In the recent study, the group described its metagenomic sequencing approach, which involves multiple displacement isothermal amplification for sample prep followed by sequencing and an offline bioinformatics analysis. As a proof of concept, they demonstrated the protocol on a mock sample that contained Zika virus.

The team extracted RNA and performed reverse transcription, which also eliminated genomic DNA, and then used the NEBBext mrRNA kit for sample prep.

Abd El Wahed said that one key for sequencing in the field was to ensure that all the reagents and equipment could survive without having to be refrigerated or kept on ice. The reagents the researchers chose could be used at 25°C for one day, but for longer-term storage, a freezer would still be needed.

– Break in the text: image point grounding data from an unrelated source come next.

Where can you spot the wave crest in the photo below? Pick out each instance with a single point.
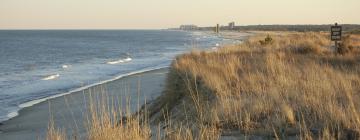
(128, 59)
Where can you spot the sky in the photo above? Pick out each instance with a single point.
(160, 14)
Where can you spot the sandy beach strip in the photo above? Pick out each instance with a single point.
(69, 112)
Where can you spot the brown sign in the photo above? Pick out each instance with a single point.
(336, 33)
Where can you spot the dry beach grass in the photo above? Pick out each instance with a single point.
(274, 85)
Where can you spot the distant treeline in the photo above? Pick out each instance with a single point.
(300, 28)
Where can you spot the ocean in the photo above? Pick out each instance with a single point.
(37, 65)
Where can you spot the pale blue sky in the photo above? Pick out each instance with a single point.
(155, 14)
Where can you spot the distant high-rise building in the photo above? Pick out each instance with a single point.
(231, 25)
(188, 27)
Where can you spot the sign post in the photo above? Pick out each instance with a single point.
(336, 32)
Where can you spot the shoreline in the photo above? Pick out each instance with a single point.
(32, 122)
(28, 104)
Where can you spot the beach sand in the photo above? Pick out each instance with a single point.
(69, 112)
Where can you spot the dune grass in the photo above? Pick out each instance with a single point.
(275, 85)
(292, 85)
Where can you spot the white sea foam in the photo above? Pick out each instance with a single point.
(120, 61)
(34, 102)
(51, 77)
(12, 114)
(65, 66)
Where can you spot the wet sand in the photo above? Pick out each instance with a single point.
(69, 112)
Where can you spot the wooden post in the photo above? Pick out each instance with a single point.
(336, 32)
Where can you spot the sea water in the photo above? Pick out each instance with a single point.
(37, 65)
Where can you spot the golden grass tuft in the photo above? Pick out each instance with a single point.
(297, 85)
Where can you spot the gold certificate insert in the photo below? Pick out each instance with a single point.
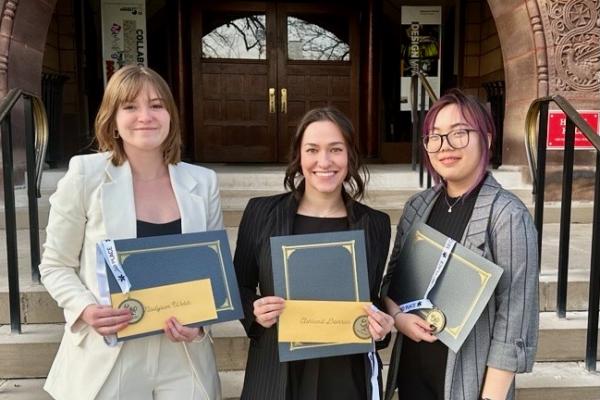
(324, 322)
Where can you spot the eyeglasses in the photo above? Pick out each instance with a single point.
(457, 139)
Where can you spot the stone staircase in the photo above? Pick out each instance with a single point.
(558, 374)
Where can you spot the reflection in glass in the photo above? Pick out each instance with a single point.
(240, 38)
(308, 41)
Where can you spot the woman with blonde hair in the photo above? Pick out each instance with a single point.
(136, 186)
(325, 179)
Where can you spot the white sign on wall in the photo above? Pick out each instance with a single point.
(123, 35)
(421, 33)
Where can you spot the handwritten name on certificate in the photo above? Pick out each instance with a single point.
(189, 302)
(311, 321)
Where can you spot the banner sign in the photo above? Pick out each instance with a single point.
(123, 35)
(557, 126)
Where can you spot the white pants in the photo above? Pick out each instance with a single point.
(152, 368)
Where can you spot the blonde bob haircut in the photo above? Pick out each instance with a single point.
(123, 87)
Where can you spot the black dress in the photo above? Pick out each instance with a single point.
(422, 368)
(327, 378)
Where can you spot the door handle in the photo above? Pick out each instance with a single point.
(271, 100)
(284, 101)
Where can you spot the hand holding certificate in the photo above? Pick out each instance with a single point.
(188, 276)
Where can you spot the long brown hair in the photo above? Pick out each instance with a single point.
(358, 175)
(123, 87)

After sequencing on the MinIon, the researchers used a custom-designed offline bioinformatics process. Typically, nanopore sequencing data is analyzedin the cloud. But that is not feasible in the field, Abd El Wahed said. Previously, groups have done the sequencing portion in the field, but the analysis had to be done either in a lab or at a hotel with an internet connection. But because the team wanted to do the bioinformatics at the site of sampling and sequencing, it developed an offline method.

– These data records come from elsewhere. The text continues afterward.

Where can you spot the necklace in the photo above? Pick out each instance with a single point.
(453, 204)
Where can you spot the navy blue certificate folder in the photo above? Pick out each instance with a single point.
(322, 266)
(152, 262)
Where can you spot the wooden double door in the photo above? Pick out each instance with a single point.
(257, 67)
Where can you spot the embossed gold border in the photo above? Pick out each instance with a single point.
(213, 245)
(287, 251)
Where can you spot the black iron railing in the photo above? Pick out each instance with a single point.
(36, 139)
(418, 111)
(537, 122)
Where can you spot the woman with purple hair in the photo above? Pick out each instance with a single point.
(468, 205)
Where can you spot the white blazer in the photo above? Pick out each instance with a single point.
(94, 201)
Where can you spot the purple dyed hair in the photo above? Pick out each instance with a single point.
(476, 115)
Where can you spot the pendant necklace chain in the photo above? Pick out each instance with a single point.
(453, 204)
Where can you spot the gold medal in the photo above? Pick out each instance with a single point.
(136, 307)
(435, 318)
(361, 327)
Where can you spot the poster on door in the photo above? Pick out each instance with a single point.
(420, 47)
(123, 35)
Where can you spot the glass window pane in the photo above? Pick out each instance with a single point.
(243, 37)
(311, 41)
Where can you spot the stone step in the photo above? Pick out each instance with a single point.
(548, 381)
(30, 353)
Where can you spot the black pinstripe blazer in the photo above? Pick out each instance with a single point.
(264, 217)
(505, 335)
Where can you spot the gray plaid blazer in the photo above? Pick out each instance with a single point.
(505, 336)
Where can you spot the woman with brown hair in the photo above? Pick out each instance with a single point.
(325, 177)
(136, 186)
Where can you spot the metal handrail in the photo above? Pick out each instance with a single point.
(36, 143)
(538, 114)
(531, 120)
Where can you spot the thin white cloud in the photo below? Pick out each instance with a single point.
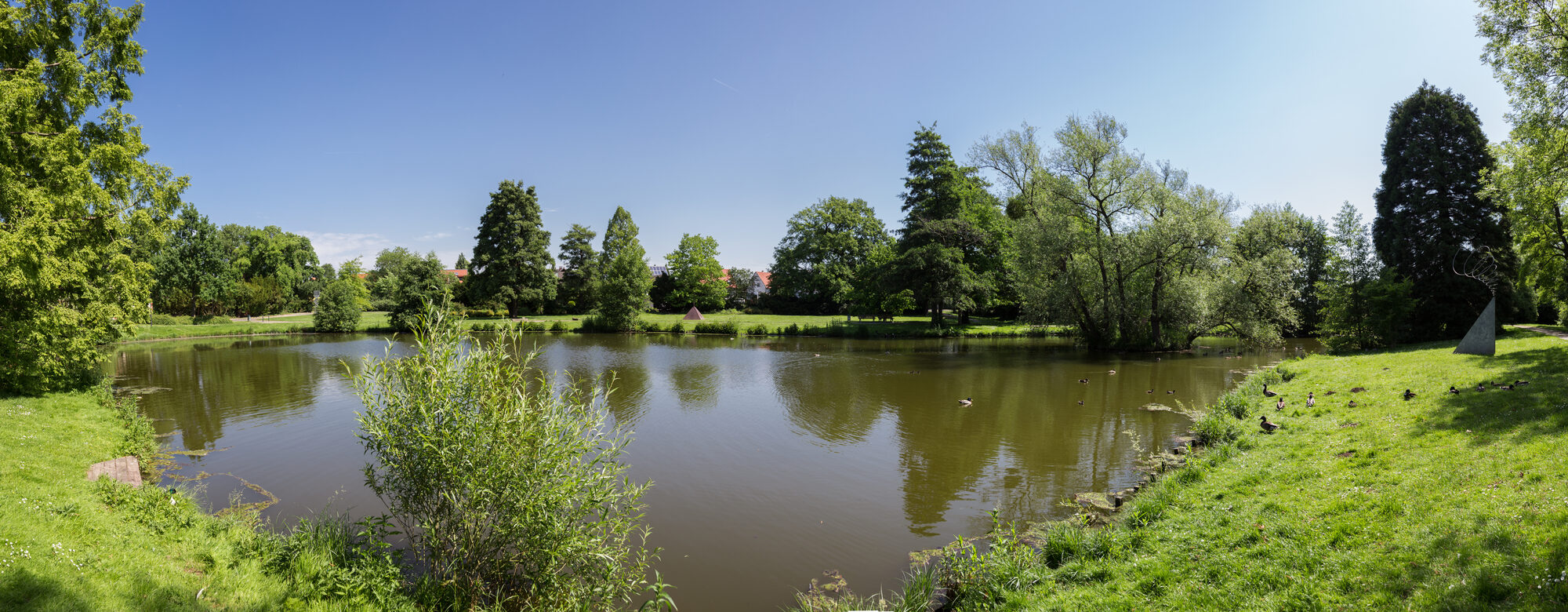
(336, 249)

"We established an offline genome search with a viral genome library," he said.  The library included more than 7,000 viral genome assemblies that were available in NCBI databases.

The entire process — including sample prep, sequencing and analysis — took less than seven hours and generated more than 63,000 reads. Zika virus sequences were identified in around 4 percent of the reads.

Abd El Wahed said that currently, the main application is in outbreak investigations, not diagnostics. The method is "quick and dirty," he said, with no purification or depletion steps, and the goal isn't to get a full genome but to find out what's there quickly. Most of the process involves sample prep, with just 20 minutes of sequencing time and under an hour of offline data analysis.

"The main application is rapid detection of an outbreak," he said.

One ongoing challenge is that the shelf life of reagents and the MinIon flow cells is relatively short, about two months, Abd El Wahed said. Ideally, he'd like to see the shelf life be extended to around one year.

Going forward, he said, he plans to make the protocol more robust. His team has ongoing collaborations with the Institute Pasteur de Dakar in Senegal to evaluate the method for detecting arboviruses and with Makerere University in Uganda for investigating animal diseases. In addition, the team is working with researchers at the University of Stirling in Scotland to develop offline data analysis tools.